Westministenders: Groundhog Day
mrsreynolds · 26/02/2018 08:08

I was telling ds1 about the maze and Bobby sands last week
I told him I could see it happening again
😔😔😔😔

woman11017 · 26/02/2018 08:57

Exactly the same MrsR indefinite detention without trial. Worse conditions though; they are women. That thread details what they are going through and why they are on hunger strike.

In a note circulated by campaigners online, detainees say the "Home Office is overwhelmed, not fit for purpose and operates in a rogue manner

news.sky.com/story/120-women-on-hunger-strike-in-immigration-centre-11265270.

It's the legal and constitutional chaos which is the danger now.

✊To you and DS.

lalalonglegs · 26/02/2018 09:26

I don't know how fair the trial was but Bobby Sands was tried and convicted Confused.

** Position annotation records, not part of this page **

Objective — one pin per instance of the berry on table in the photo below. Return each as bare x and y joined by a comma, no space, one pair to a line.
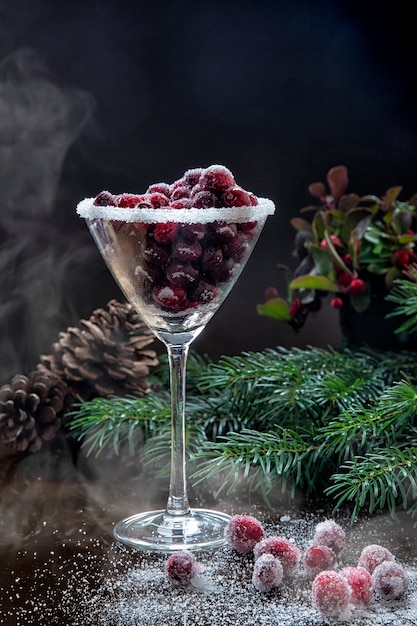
267,573
287,552
317,559
373,555
331,594
390,580
243,532
181,567
330,533
360,583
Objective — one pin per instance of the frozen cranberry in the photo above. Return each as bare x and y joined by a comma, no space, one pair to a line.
164,233
248,227
267,573
158,200
104,198
156,253
128,200
181,191
181,567
204,293
203,199
331,594
216,177
223,273
318,558
243,532
236,196
181,274
390,580
186,250
373,555
193,231
222,231
330,533
181,203
360,583
169,296
212,258
287,552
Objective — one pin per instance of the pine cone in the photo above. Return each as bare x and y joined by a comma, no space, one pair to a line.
30,410
105,355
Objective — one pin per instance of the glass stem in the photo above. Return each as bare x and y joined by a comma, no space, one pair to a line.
178,499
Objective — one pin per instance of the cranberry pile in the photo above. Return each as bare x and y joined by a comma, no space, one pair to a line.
183,264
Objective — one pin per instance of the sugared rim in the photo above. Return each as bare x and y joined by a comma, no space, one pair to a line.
87,209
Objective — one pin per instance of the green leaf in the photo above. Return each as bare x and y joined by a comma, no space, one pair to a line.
314,282
277,308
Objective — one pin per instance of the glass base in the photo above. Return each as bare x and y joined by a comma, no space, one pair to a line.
200,529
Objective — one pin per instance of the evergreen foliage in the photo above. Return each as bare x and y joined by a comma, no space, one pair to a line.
335,423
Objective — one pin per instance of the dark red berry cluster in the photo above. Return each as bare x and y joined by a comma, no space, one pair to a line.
183,264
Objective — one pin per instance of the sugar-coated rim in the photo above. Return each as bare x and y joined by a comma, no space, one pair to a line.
87,209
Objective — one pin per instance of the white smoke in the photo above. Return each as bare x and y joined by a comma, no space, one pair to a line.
38,123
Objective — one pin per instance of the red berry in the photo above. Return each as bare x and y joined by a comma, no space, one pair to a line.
169,296
181,274
267,573
373,555
357,286
243,532
236,196
164,233
318,558
331,594
104,198
181,567
216,177
329,533
283,549
158,200
390,580
360,583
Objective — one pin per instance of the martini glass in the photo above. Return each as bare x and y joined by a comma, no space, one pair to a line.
176,267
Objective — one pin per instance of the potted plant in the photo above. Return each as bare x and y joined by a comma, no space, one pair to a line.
353,247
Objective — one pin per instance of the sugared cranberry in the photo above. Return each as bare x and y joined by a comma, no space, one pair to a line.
181,274
169,296
236,196
267,573
330,533
181,567
156,253
243,532
165,232
331,594
390,580
212,258
216,177
203,200
360,583
186,250
158,200
373,555
104,198
287,552
318,558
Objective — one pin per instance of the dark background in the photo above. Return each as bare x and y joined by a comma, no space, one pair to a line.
117,95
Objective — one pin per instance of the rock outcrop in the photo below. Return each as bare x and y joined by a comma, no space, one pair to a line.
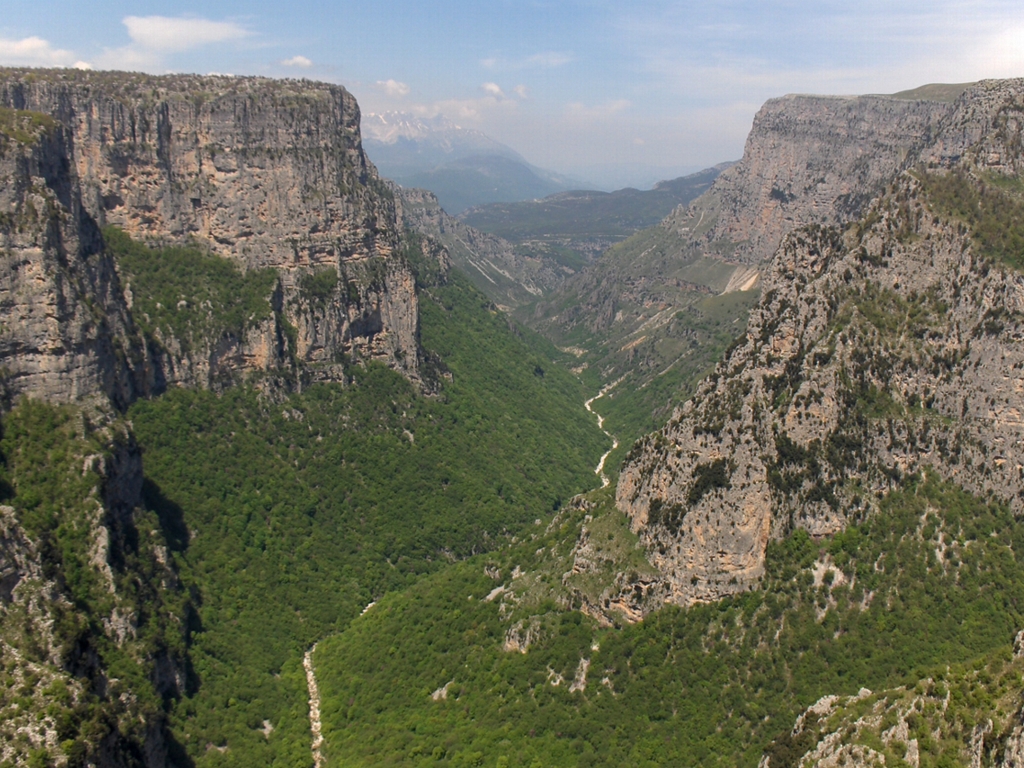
493,263
67,333
266,173
890,348
808,160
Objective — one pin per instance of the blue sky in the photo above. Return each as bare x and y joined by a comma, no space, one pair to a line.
657,86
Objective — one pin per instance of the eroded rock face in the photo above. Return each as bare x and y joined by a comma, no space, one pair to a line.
808,160
888,349
67,333
267,173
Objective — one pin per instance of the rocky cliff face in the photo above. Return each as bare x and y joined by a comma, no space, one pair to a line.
808,160
886,349
267,173
67,333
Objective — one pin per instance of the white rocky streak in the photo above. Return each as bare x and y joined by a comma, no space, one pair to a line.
599,470
314,719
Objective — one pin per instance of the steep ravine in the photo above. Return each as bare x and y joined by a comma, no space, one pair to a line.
599,470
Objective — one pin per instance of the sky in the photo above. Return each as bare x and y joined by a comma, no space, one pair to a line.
633,91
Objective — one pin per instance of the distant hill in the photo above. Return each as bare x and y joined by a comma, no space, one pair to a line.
589,214
463,167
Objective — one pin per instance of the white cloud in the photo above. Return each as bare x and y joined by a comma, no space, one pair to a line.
548,60
393,87
34,51
600,112
170,35
153,38
301,61
545,60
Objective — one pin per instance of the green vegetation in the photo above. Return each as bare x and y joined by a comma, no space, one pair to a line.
193,296
588,215
932,579
52,473
295,512
991,206
24,126
940,713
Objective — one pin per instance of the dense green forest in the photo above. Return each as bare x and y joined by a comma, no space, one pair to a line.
294,512
932,578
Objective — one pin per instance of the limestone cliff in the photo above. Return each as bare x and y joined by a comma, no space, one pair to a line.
67,333
889,348
807,160
267,173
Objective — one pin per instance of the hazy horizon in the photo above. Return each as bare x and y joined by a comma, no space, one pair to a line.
644,92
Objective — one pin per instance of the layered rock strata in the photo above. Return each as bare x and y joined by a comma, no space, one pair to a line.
67,333
884,350
807,160
267,173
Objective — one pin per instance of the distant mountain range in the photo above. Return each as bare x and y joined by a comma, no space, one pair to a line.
463,167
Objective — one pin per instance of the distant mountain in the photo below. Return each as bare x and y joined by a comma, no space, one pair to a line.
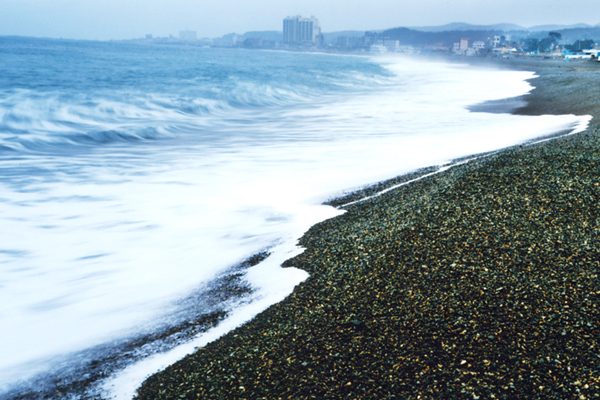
414,37
460,26
331,37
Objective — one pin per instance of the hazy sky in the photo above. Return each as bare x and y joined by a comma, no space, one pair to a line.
125,19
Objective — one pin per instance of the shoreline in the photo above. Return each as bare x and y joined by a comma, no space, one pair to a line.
474,282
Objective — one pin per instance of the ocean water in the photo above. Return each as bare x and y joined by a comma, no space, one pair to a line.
134,177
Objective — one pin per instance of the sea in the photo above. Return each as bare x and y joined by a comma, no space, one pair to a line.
149,193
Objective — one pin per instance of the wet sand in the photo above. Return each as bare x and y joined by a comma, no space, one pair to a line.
478,282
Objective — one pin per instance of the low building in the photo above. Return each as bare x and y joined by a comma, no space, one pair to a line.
378,48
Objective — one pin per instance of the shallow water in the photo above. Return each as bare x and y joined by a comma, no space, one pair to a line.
132,176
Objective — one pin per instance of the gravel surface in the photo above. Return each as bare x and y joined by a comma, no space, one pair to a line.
478,282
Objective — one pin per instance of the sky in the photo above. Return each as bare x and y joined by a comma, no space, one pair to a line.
128,19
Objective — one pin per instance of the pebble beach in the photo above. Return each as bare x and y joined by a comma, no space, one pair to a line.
479,282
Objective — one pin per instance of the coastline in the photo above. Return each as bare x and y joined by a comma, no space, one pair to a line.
475,282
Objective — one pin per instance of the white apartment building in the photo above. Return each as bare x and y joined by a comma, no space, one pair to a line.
301,30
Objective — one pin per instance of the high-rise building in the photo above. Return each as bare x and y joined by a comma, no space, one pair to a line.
301,30
188,36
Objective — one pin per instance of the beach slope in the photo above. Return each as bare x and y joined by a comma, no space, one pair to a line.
479,282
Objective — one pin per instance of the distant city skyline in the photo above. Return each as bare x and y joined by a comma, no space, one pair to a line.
126,19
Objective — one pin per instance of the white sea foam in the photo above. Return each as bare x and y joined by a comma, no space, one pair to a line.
101,245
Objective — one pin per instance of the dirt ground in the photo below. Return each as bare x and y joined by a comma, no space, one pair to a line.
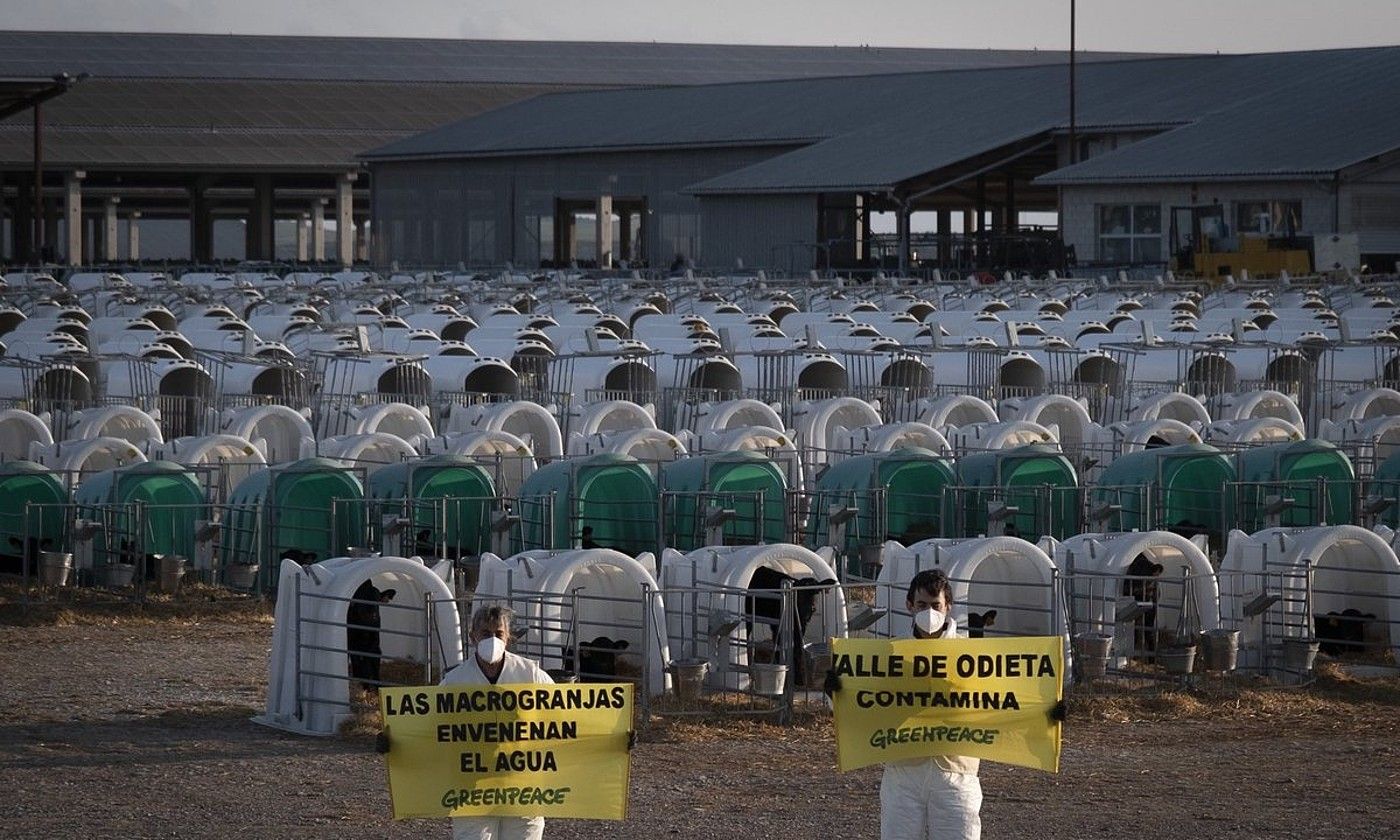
140,730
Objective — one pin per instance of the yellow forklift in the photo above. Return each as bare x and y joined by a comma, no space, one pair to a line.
1203,245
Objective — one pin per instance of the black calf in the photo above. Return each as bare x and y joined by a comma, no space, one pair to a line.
363,632
977,623
597,658
765,601
25,553
1341,632
1141,587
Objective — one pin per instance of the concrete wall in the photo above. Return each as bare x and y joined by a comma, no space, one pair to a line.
489,212
763,231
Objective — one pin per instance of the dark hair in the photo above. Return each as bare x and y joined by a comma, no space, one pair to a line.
933,581
490,618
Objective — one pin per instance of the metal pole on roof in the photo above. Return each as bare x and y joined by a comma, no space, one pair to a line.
1074,150
38,184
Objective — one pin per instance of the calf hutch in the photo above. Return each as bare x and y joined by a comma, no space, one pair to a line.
611,494
898,494
1162,577
438,506
32,515
308,669
1183,489
291,511
592,612
1004,574
144,508
744,490
1026,492
1294,570
714,609
1301,483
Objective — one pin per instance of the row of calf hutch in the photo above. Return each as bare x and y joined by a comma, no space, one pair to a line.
605,615
461,506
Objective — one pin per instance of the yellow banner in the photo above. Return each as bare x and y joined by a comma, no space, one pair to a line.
508,751
920,697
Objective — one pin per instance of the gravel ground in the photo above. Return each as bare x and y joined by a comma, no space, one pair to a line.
142,731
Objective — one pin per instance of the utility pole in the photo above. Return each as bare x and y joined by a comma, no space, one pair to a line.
1074,144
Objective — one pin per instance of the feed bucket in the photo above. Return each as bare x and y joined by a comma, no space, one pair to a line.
170,569
1091,654
1299,654
767,679
55,569
1179,660
1220,650
689,678
818,661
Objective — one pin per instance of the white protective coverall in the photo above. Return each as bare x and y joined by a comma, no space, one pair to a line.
937,798
515,669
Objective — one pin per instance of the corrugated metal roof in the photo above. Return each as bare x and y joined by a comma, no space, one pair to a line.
431,59
153,123
1316,122
870,133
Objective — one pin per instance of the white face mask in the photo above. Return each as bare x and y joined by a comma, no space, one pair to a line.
930,620
490,650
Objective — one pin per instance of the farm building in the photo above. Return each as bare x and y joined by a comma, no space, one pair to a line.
235,146
1169,156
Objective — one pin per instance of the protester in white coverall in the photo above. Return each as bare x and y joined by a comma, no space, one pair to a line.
937,798
490,662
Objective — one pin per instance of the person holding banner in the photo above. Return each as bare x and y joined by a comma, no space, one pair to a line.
492,664
935,798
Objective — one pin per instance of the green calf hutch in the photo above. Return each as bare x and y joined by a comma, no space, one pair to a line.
748,483
1383,494
1304,483
450,497
1026,492
31,511
144,510
308,510
896,494
611,494
1185,489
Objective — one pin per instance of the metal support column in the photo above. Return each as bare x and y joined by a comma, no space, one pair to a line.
902,231
1011,223
945,237
345,219
361,240
52,217
318,230
73,214
200,223
133,235
303,223
261,234
37,238
109,252
604,238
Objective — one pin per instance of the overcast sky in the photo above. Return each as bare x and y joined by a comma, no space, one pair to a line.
1141,25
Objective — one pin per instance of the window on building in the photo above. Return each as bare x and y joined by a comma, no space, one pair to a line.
1130,233
1283,219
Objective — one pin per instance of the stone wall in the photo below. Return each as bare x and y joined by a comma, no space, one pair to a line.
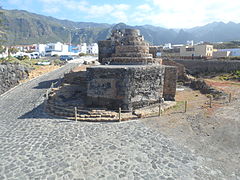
128,87
105,49
170,83
10,75
195,67
181,76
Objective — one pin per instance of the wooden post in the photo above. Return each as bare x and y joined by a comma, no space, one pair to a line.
119,114
210,101
185,106
230,97
75,111
159,109
47,94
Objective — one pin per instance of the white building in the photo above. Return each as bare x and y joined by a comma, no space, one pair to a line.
167,46
83,48
56,49
41,48
92,48
190,43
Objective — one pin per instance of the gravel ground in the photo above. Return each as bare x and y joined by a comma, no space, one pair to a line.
37,146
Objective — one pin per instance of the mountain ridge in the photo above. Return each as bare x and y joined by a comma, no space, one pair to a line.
23,27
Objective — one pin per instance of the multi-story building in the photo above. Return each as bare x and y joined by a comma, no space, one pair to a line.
92,48
82,48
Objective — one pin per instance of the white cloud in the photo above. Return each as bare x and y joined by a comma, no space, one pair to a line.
189,13
48,9
144,7
116,11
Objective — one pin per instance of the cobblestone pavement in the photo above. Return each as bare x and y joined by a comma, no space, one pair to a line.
37,146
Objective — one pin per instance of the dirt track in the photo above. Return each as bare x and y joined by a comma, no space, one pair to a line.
213,133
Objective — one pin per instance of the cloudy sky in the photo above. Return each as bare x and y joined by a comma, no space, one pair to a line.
164,13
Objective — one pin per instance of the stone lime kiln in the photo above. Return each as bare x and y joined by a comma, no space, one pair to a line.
132,78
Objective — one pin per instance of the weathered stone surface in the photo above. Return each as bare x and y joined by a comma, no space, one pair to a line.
127,87
170,79
196,67
10,75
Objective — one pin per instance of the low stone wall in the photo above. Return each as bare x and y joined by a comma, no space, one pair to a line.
10,75
180,68
196,67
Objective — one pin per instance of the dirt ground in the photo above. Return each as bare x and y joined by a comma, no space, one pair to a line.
213,133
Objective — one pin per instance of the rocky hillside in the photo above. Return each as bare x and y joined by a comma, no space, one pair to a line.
23,27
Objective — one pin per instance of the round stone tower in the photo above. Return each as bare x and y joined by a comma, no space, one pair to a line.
130,49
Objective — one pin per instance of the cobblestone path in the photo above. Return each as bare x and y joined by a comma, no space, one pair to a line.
34,145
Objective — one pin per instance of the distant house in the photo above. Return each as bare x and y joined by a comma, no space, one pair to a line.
82,48
233,52
203,50
92,48
41,48
219,54
56,49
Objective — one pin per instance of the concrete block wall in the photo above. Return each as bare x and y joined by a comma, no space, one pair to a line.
195,67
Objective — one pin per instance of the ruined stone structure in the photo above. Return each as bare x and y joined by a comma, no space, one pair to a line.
125,47
130,79
133,78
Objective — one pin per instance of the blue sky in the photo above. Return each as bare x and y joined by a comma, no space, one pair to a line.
164,13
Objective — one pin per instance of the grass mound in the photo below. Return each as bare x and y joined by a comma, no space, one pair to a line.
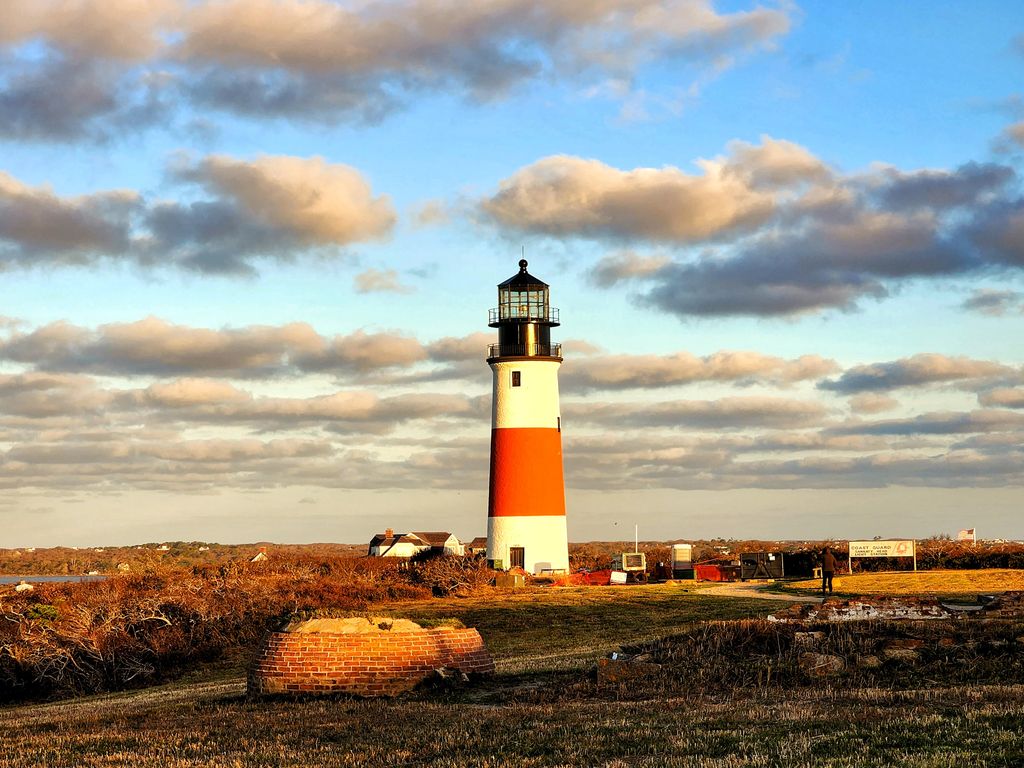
728,656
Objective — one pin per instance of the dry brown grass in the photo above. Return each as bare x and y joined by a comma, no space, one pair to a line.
945,583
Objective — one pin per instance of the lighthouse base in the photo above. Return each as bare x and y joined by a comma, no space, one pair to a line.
538,543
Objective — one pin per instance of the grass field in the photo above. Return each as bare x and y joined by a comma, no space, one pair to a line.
939,583
537,637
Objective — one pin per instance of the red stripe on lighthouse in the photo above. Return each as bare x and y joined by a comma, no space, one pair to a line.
526,473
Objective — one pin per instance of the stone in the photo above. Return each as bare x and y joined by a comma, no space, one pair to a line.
906,655
821,665
616,671
808,638
904,643
351,626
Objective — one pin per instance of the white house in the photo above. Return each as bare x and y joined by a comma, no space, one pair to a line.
390,544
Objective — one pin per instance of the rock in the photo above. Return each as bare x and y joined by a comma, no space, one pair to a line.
445,677
808,638
901,654
821,665
904,643
351,626
615,671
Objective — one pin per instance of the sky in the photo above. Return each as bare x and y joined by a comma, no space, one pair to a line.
248,248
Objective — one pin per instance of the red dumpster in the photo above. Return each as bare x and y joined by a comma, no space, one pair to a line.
713,571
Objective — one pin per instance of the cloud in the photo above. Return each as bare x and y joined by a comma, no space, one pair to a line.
624,266
314,202
940,189
361,61
40,395
430,213
270,207
941,423
626,371
993,303
192,392
563,196
154,346
67,98
380,281
1011,139
769,229
1003,397
108,29
39,227
872,402
727,413
920,370
353,59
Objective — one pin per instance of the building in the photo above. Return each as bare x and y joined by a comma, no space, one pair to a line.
477,547
390,544
526,500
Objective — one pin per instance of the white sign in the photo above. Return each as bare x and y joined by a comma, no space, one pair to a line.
901,548
682,556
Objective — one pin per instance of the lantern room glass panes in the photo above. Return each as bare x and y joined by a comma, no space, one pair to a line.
524,302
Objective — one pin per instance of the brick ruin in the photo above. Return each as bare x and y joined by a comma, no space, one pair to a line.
366,657
859,608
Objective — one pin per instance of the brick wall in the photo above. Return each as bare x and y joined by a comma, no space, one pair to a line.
378,664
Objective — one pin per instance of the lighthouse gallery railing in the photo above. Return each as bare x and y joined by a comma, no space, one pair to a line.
524,350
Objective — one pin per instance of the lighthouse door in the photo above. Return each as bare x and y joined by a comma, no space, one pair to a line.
517,557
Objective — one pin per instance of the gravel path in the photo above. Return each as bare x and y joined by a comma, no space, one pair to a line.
747,589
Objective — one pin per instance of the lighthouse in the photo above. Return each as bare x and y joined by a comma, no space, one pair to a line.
526,502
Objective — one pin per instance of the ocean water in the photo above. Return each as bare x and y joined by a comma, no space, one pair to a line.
41,580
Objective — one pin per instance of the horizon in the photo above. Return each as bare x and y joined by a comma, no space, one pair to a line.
246,276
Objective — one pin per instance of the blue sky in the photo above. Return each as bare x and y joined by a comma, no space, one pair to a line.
247,248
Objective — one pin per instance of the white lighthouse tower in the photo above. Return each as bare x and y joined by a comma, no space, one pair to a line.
526,504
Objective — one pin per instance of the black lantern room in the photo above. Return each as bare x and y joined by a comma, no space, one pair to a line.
523,318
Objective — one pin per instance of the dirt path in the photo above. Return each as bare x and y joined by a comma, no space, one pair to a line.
744,589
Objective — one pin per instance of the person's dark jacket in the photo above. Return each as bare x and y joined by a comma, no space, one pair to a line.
827,561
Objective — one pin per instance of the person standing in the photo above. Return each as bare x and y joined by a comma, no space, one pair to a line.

woman11017 · 26/02/2018 09:36

He was arrested and tried, you're right *Lala. He went on hunger strike to be given status of a political prisoner.

British Government brought in policy of detention without trial:
en.wikipedia.org/wiki/Operation_Demetrius
Under which no 'loyalists' were detained.

OnTheDarkSideOfTheSpoon · 26/02/2018 10:13

In light of the Conservatives paying for more social media comments, albeit in a transparent way (in that they've declared it), this thread makes for interesting reading, though it is a very different beast.